Abstract
The purpose of this study was to retrospectively evaluate radiologist performance in detection of lacunar infarcts on T1- and T2-weighted images, without and with the use of a computer-aided diagnosis (CAD) scheme. Thirty T1-weighted and 30 T2-weighted MR images obtained from 30 patients were used for assessing observer performance. These images were acquired using the fast spin-echo sequence with a 1.5-T MR imaging scanner. The group included 15 patients (age range, 48–83 years; mean age, 67.2 years; 10 men and five women) with a lacunar infarct and 15 patients (age range, 39–76 years; mean age, 64.0 years; eight men and seven women) without lacunar infarcts. Nine radiologists participated in the study. The radiologists initially interpreted the T1- and T2-weighted images without and then with the use of CAD, which indicated their confidence levels regarding the presence (or absence) of lacunar infarcts and the most likely position of a lesion on each MR scan. The observers’ performance without and with the computer output was evaluated by performing receiver operating characteristic analysis. For the nine radiologists, the mean area under the best-fit binormal receiver operating characteristic curve plotted for unit square values of radiologists who interpreted the images without and with the scheme were 0.891 and 0.937, respectively. The performance of the radiologists improved significantly when they used the computer output (p = 0.032). The CAD scheme has potential to improve the accuracy of radiologists’ performance in detection of lacunar infarcts.
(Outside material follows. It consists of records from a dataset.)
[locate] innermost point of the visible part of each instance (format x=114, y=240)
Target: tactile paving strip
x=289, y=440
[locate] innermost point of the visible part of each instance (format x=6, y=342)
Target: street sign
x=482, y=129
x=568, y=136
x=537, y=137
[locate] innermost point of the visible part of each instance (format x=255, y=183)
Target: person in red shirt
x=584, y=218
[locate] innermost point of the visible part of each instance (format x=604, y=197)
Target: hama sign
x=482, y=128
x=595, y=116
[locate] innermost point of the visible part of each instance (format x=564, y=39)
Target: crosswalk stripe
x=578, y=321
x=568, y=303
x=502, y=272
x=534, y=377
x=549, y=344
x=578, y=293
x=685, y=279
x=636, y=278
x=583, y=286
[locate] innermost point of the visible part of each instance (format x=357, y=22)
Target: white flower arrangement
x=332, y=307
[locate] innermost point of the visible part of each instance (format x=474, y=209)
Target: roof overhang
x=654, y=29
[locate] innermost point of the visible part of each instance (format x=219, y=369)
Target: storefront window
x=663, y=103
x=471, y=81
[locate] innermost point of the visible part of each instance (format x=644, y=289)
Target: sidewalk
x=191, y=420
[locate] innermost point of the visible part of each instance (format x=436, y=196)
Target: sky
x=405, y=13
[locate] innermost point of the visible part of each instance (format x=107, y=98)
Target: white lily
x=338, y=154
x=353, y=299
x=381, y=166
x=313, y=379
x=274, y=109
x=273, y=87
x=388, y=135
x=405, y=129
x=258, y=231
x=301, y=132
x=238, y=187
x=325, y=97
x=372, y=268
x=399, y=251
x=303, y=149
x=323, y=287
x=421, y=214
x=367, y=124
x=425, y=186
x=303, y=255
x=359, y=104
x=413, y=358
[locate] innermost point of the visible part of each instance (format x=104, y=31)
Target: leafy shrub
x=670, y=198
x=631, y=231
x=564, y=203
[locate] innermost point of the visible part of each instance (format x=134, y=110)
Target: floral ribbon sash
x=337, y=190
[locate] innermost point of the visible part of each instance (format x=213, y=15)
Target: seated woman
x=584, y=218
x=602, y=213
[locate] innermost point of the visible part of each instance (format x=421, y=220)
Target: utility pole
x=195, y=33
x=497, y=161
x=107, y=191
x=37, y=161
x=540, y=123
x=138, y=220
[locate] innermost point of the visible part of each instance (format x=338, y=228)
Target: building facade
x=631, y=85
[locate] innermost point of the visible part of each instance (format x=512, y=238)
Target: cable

Keywords: Lacunar infarct, Magnetic resonance (MR), Computer-aided diagnosis (CAD), Observer study, Receiver operating characteristic (ROC)
Introduction
Stroke is the third leading cause of death in the USA and is one of the most expensive conditions to treat. Each year, in the USA alone, approximately 780,000 strokes are recorded, of which 180,000 are recurrent [1]. Asymptomatic ischemic cerebrovascular disorders are an early manifestation of cerebrovascular diseases. Aging and hypertension are considered to be independent risk factors for silent lacunar infarcts [2]. Therefore, a health check system for early detection of asymptomatic cerebral and cerebrovascular diseases, which is called brain dock or brain check-up, is widely used in Japan. In this screening system, asymptomatic lacunar infarcts are often detected on magnetic resonance (MR) images. The detection of asymptomatic lacunar infarcts is important because their presence indicates an increased risk of severe cerebral infarction [3, 4]. However, accurate identification of lacunar infarcts on MR images is often difficult for radiologists because of the difficulty in distinguishing infarcts from other lesions, such as enlarged Virchow-Robin spaces [5]. Therefore, we have developed a computer-aided diagnosis (CAD) scheme for the detection of lacunar infarcts on T1- and T2-weighted images in order to assist radiologists who use computer outputs as a guide for image interpretation [6–8].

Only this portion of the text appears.